Entrevista | GABRIEL RIBEIRO por Fernando Moletta

















@gbrlrbr

www.gabrielribeiro.net




A fetichização da imagem é um assunto muito atual, tem-se falado muito disso. Percebo nos teus trabalhos um esforço de abstração em relação a imagem cotidiana, não somente através da própria visualidade da coisa, mas também através da materialidade, que muitas vezes nos engana do que é feito. Parece que seus trabalhos insistem para observarmos um outro universo, estou certo? Se sim, qual seria este meio?
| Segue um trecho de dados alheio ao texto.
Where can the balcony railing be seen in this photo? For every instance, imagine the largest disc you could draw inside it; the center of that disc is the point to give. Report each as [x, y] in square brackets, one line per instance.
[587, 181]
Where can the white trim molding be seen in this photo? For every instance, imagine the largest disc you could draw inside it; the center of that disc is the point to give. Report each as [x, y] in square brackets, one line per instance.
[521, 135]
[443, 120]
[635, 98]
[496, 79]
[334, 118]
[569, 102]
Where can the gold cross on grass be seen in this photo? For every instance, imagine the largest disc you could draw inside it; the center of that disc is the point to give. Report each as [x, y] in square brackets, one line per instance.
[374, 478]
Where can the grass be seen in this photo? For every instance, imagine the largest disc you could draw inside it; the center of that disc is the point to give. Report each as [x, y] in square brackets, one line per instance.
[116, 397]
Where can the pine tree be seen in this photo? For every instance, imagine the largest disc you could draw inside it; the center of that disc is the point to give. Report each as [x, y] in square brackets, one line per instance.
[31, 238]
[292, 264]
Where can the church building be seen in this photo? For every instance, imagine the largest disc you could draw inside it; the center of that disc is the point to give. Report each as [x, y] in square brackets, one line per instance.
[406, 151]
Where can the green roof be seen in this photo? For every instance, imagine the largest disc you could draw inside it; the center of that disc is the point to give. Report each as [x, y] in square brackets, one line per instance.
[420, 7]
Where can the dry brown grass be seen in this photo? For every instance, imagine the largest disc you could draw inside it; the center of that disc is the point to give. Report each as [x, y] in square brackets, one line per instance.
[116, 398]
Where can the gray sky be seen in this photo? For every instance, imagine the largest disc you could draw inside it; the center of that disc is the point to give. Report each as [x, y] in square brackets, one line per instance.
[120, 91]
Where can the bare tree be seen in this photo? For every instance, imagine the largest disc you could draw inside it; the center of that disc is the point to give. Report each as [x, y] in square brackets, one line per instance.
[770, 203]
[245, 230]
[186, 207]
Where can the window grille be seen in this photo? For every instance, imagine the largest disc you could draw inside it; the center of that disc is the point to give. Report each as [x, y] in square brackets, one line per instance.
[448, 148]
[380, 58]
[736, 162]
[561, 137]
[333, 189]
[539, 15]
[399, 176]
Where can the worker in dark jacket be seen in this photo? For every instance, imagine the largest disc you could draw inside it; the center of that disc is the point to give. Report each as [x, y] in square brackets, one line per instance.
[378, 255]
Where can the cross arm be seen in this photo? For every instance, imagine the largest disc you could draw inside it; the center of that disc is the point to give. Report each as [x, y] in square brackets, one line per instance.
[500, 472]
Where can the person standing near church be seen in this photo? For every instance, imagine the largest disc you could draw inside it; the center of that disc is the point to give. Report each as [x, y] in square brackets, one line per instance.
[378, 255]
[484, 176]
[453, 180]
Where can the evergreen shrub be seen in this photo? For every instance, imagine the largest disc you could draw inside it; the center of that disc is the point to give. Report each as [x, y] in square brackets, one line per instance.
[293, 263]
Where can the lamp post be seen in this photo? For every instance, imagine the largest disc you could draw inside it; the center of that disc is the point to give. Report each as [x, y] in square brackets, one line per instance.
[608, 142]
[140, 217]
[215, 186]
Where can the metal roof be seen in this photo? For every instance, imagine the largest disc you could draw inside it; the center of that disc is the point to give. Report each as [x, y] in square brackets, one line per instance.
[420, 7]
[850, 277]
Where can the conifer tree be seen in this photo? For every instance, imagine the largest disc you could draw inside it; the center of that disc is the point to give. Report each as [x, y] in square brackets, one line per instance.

Acredito que em todos os meus trabalhos existe uma vontade de arrastar a forma ou o material em si para um estado de instabilidade. Neste lugar, a opacidade, a turbidez e a incompletude são apresentadas como atributos capazes de desafiar primeiras impressões, abrindo espaço para especulação. Estes atributos frequentemente geram uma espécie de lapso semelhante a experiência ambígua na linguagem, quando nos sentimos traídos pelo sentido empírico a partir do confronto com uma outra possibilidade, que irrompe sem aviso prévio. Sinto que os meus trabalhos intencionalmente jogam com esta noção de imprecisão e tentam anima-la no âmbito material.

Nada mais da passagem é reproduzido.